[RFC PATCH 0/6] crypto: benchmark - add the crypto benchmark

From: Yang Shen
Date: Mon Sep 19 2022 - 08:08:09 EST


Add crypto benchmark - A tool to help the users quickly get the
performance of a algorithm registered in crypto.

The tool tries to use the same API to unify the processes of different
algorithms. The algorithm can do some private operations in the callbacks.
For users, they can see the unified configuration parameters, rather than
a set of configuration parameters corresponding to each algorithm.

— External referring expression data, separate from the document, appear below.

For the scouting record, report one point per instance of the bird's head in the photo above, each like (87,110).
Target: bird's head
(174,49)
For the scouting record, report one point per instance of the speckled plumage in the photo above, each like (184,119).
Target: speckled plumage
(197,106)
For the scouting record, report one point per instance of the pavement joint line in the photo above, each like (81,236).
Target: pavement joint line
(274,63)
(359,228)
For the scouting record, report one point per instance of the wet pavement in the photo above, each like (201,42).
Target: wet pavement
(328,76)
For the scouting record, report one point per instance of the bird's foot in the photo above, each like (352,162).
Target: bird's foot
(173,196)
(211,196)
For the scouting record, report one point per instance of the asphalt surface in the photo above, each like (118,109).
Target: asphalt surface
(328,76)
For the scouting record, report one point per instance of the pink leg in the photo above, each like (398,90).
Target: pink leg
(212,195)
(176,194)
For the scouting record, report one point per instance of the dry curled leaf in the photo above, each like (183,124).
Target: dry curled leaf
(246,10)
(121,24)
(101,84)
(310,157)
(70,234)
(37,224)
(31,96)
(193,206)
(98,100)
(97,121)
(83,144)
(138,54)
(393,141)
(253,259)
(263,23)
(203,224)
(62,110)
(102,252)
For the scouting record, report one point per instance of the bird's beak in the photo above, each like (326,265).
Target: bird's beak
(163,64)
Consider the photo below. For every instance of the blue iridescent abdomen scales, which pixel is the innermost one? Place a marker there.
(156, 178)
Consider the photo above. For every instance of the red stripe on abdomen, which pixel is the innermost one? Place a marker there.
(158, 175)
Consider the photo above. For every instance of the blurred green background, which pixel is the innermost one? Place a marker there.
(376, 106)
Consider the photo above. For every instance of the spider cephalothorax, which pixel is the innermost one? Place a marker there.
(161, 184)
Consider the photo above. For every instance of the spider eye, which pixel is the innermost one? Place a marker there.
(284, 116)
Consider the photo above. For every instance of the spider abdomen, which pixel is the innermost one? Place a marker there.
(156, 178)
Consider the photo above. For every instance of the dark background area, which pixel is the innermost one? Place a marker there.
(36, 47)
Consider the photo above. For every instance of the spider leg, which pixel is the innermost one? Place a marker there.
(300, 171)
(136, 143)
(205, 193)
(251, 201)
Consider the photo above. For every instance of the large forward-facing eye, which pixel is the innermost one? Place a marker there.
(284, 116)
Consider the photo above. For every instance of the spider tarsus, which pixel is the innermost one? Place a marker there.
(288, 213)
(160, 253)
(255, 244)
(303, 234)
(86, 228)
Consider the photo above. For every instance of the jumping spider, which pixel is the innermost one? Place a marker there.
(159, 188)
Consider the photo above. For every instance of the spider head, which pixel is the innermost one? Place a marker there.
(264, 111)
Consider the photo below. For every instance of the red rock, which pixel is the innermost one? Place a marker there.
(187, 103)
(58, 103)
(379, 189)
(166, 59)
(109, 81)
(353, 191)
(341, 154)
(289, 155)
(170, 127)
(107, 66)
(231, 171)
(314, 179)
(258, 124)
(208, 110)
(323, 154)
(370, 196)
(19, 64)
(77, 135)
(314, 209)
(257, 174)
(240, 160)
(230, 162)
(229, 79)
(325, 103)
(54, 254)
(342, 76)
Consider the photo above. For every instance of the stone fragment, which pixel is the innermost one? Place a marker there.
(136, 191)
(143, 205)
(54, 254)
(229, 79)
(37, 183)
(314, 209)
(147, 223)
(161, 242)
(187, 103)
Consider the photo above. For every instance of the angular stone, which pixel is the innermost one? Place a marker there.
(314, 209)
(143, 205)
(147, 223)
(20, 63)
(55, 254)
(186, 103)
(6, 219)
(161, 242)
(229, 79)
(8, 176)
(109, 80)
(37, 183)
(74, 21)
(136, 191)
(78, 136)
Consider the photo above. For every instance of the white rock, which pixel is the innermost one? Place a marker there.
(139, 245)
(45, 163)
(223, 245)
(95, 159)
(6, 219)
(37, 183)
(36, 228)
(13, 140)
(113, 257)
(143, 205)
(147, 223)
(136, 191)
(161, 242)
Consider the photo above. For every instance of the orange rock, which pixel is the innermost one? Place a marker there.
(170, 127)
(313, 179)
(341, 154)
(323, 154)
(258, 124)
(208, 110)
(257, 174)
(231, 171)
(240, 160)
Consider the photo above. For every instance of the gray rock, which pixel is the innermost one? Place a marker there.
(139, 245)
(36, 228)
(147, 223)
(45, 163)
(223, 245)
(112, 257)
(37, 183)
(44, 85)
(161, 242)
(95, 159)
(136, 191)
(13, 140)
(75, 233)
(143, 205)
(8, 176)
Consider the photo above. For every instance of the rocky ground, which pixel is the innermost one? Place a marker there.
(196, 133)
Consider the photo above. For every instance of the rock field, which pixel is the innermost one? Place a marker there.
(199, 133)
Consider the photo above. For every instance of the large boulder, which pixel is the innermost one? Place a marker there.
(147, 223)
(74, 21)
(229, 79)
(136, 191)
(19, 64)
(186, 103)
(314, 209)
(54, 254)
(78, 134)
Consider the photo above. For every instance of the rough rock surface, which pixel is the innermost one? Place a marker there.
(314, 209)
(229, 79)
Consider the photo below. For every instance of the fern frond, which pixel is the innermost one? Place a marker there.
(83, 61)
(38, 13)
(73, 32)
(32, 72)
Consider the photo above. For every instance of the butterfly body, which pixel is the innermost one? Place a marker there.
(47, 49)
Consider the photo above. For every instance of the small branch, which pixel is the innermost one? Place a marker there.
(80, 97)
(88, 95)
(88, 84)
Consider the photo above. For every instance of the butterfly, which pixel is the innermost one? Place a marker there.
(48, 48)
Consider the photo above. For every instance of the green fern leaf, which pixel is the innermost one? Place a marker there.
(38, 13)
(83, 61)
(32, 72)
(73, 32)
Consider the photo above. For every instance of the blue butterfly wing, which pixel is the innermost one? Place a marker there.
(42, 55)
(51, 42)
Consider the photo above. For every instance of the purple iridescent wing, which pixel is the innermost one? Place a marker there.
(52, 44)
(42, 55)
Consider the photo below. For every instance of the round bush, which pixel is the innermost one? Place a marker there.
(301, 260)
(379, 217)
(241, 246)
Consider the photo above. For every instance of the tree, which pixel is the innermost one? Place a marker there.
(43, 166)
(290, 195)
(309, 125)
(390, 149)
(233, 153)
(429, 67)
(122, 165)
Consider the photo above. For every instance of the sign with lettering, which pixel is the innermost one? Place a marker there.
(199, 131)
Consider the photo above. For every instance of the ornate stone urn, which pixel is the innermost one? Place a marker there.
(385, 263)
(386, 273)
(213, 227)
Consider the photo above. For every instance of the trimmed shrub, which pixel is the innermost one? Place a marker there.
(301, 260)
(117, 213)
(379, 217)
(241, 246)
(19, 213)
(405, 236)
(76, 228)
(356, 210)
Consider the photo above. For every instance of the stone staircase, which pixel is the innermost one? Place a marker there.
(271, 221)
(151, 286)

This tool can provide users with the ability to test the performance of
algorithms in some specific scenarios. At present, the following parameters
are selected for users configuration: block size, block number,
thread number, bound numa and request number for per tfm. These parameters
can help users simulate approximate business scenarios.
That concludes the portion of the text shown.